Fuel and interest-rate rises drive inflation up to a three-year high
INFLATION has risen to a three-year high and soaring petrol prices and mortgage-rate increases will continue to drive up the cost of living.
Inflation is now at 2.2pc, with prices up by 0.8pc in February alone -- the biggest increase since 2008 -- even before petrol prices shot to €1.52 this week.
The higher cost of living is putting "impossible pressure on working people" who face further rises in mortgage interest rates and oil prices, trade unions warned yesterday.
Pressure mounted on the new Government yesterday to take urgent action to reduce high taxes on petrol. Petrol prices rose by 16.4pc in the past 12 months, while diesel is up 19.7pc and home heating oil is up 37pc, the Consumer Price Index for February from the Central Statistics Office (CSO) shows.
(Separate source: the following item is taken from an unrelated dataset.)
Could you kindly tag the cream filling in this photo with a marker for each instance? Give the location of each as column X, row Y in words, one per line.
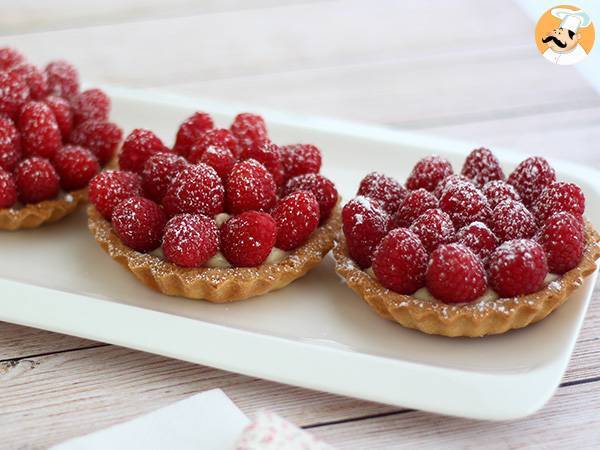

But those increases predate the impact of the ongoing turmoil in Libya pushing up world oil prices, with the fallout felt by motorists nationwide this week.
Nor do they include rail price increases of 3pc which hit commuters last week.
The Irish Congress of Trade Unions economic adviser Paul Sweeney said Irish prices had risen for seven months in a row, and were already 26pc higher than the EU average, putting impossible pressure on working people. "And we can now expect further increases in interest rates and commodity prices along with the proposed rise in VAT," he said. The CSO figures show the biggest price rises were for clothes and footwear, up 6.5pc since the January sales period. Food prices rose by 0.7pc in February, and increased 1.2pc in the past 12 months.
And the cost of mortgage interest repayments -- which have risen 20.3pc in the past year -- has also hit householders hard, with the prospect of a rate hike by the European Central Bank next month that would affect all variable and tracker customers. Housing and utility costs have been the biggest driver of inflation in the past year.
This is with the exception of rents, which have stabilised in the past year. Higher transport and health costs have also put the squeeze on consumers.
But higher oil costs will have a knock-on effect across the economy, as increased transport and manufacturing costs add to the price of everything from food to clothes and even holidays. Most of the 2.2pc inflation rate was down to external factors like oil, and the Irish economy was continuing to close the competitiveness gap with the rest of Europe.
The Department of Finance said there were no plans to reduce excise rates on fuel.
"While taxation measures do contribute to petrol prices, the current spike in oil prices is the result of international events, largely the uncertainty about Libya" a statement said.
EU leaders, including new Taoiseach Enda Kenny, will be discussing the issue of Libya at the European Council meeting in Brussels today.